Lalu, pada Pasal 24 disebutkan, bahwa penguasaan Tanah Negara sebagaimana dimaksud pada ayat (1) dibuktikan dengan alat bukti, berupa : a. sertifikat Hak Atas Tanah yang telah berakhir jangka waktu haknya sepanjang masih dipergunakan dan dimanfaatkan oleh bekas pemegang haknya; b. surat izin garapan/membuka tanah; c. surat penunjukan/pembelian kavling tanah pengganti; atau d. bukti lain yang dipersamakan dengan bukti penguasaan lainnya;
Pada penjelasan huruf d tersebut menyatakan, “Yang dimaksud dengan ‘bukti lain yang dipersamakan dengan bukti penguasaan lainnya’ adalah dokumen-dokumen yang menunjukan itikad baik kepemilikan tanah tersebut, misalnya surat pernyataan penguasaan fisik bidang tanah atau bukti pembayaran pajak”.
“Masyarakat penggarap di Kampung Simpur dan Kampung Pasir Putih telah memiliki surat pernyataan penguasaan fisik bidang tanah dan memiliki bukti pembayaran pajak sehingga membuktikan kepemilikan atas penguasaan tanah tersebut,” kata Samsul.
Selanjutnya pada Pasal 68 ayat (1) Penilai bertugas melakukan penilaian besarnya Ganti Kerugian bidang per bidang tanah, meliputi ; a. tanah; b.
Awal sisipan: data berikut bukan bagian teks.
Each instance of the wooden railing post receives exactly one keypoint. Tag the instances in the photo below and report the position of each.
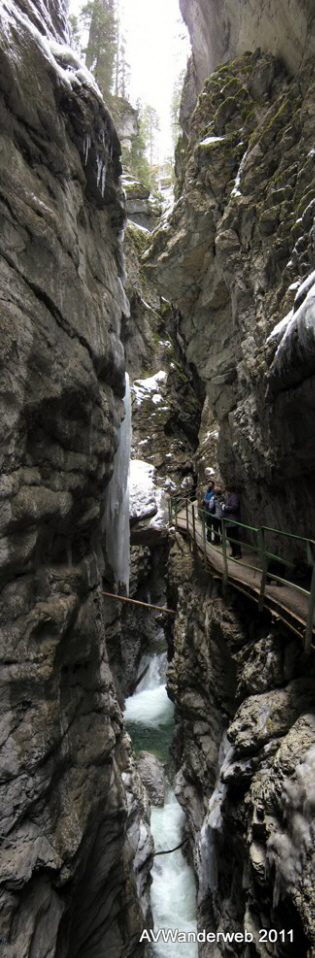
(194, 525)
(264, 567)
(204, 536)
(225, 565)
(310, 615)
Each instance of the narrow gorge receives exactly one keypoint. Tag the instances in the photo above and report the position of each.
(143, 351)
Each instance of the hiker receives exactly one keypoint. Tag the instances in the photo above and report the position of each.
(231, 510)
(217, 514)
(208, 504)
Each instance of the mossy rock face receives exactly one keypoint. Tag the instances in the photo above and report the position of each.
(137, 236)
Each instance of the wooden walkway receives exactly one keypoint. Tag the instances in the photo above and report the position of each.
(283, 600)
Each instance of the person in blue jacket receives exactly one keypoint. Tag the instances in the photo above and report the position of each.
(231, 510)
(207, 503)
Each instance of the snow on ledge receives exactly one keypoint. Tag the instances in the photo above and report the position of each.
(145, 496)
(142, 388)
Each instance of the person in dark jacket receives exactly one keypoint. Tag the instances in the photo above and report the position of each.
(207, 503)
(217, 514)
(231, 510)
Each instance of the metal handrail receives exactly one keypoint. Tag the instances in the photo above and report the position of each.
(260, 550)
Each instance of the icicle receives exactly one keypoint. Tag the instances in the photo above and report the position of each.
(86, 148)
(116, 516)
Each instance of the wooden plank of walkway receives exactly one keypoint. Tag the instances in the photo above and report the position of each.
(245, 574)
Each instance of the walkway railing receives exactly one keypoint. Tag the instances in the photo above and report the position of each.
(258, 545)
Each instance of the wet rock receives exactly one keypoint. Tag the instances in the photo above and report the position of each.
(152, 775)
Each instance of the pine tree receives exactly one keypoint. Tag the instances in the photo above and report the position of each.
(99, 17)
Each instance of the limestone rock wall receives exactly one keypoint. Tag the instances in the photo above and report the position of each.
(219, 32)
(244, 751)
(236, 255)
(73, 814)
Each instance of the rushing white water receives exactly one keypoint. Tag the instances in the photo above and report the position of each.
(173, 894)
(150, 705)
(116, 514)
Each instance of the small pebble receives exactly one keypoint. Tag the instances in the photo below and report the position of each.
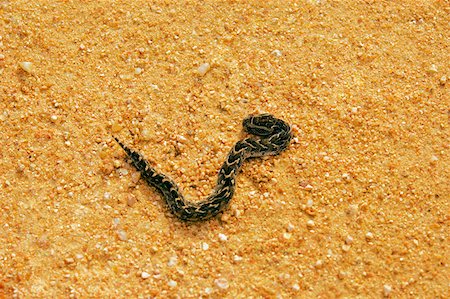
(433, 69)
(131, 200)
(122, 171)
(26, 66)
(237, 258)
(318, 264)
(221, 283)
(203, 68)
(353, 210)
(223, 237)
(290, 227)
(146, 134)
(277, 53)
(208, 291)
(387, 289)
(348, 240)
(172, 261)
(122, 235)
(310, 223)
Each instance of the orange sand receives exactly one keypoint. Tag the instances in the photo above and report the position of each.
(358, 207)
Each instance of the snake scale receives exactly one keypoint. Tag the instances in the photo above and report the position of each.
(271, 136)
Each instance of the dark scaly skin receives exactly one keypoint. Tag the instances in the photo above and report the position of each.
(271, 136)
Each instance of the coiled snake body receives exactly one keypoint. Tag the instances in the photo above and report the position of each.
(271, 136)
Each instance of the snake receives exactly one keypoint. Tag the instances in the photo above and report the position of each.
(271, 136)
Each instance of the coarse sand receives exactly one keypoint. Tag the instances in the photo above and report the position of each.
(357, 207)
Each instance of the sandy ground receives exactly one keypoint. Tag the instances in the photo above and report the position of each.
(357, 207)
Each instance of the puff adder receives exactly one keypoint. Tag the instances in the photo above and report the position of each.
(270, 137)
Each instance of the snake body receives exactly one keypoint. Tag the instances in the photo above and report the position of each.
(271, 136)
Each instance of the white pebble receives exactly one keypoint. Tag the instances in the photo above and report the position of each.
(237, 258)
(26, 66)
(122, 235)
(318, 264)
(387, 289)
(433, 69)
(290, 227)
(345, 248)
(208, 291)
(203, 68)
(223, 237)
(308, 187)
(172, 261)
(122, 171)
(277, 53)
(348, 240)
(221, 283)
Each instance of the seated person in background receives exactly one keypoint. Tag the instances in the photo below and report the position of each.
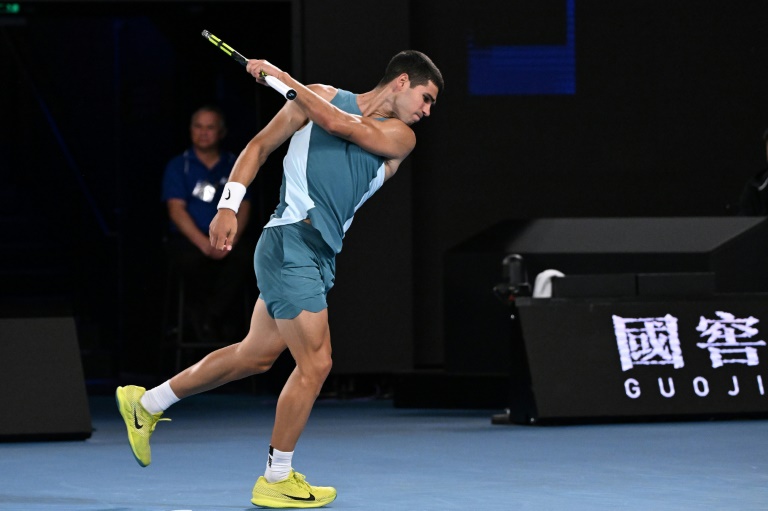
(192, 186)
(754, 195)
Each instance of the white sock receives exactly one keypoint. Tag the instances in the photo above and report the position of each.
(159, 399)
(278, 465)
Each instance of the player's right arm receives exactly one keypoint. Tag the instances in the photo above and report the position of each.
(283, 125)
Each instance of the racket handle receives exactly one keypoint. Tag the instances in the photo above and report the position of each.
(280, 87)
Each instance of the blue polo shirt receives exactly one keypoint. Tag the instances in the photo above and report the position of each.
(188, 179)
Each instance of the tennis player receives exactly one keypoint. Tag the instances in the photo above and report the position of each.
(343, 147)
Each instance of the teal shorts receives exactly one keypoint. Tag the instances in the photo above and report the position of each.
(295, 269)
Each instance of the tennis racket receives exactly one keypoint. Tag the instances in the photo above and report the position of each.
(273, 82)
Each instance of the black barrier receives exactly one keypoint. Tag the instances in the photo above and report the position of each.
(43, 389)
(622, 359)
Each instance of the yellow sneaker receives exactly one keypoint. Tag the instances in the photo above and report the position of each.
(139, 422)
(291, 492)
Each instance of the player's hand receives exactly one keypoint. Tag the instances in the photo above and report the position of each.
(223, 229)
(258, 66)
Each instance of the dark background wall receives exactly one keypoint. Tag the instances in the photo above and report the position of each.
(666, 120)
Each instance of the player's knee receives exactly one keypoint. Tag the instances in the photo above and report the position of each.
(315, 373)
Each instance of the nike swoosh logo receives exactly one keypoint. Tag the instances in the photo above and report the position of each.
(136, 420)
(310, 498)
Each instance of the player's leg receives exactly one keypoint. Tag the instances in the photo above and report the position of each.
(253, 355)
(309, 341)
(142, 410)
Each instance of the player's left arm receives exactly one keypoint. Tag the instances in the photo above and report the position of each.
(390, 138)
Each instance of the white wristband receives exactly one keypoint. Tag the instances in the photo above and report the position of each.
(232, 196)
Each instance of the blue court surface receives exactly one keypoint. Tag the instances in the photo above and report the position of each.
(383, 458)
Ruang Atas Tanah dan Ruang Bawah Tanah; c. bangunan; d. tanaman; e. benda yang berkaitan dengan tanah; dan/atau f. kerugian lain yang dapat dinilai.
“Artinya bidang per bidang Tanah Negara memiliki nilai atas suatu kerugian terhadap penggarapnya yang akan kehilangan tanah tersebut,” terang Samsul.
Samsul menegaskan, bahwa pihaknya bersama masyarakat akan terus berjuang untuk menuntut keadilan.
“Karena pengadilan sudah tidak dapat kami percaya maka kami akan mencari kebenaran itu sendiri dari publik dengan membuat sebuah petisi untuk mengetahui pendapat publik terkait kebenaran terhadap masyarakat penggarap tanah negara di Desa Simpur dan Desa Pasir Putih apakah benar tidak memiliki hak atas tanah tersebut sehingga tanahnya dapat dirusak begitu saja oleh pemerintah dipergunakan untuk kepentingan pembangunan Bendungan Keureuto, meski masyarakat telah memiliki surat pernyataan penguasaan fisik bidang tanah dan memiliki bukti pembayaran pajak sebagai bukti itikad baik sebagaimana ketentuan dan peraturan,” pungkasnya.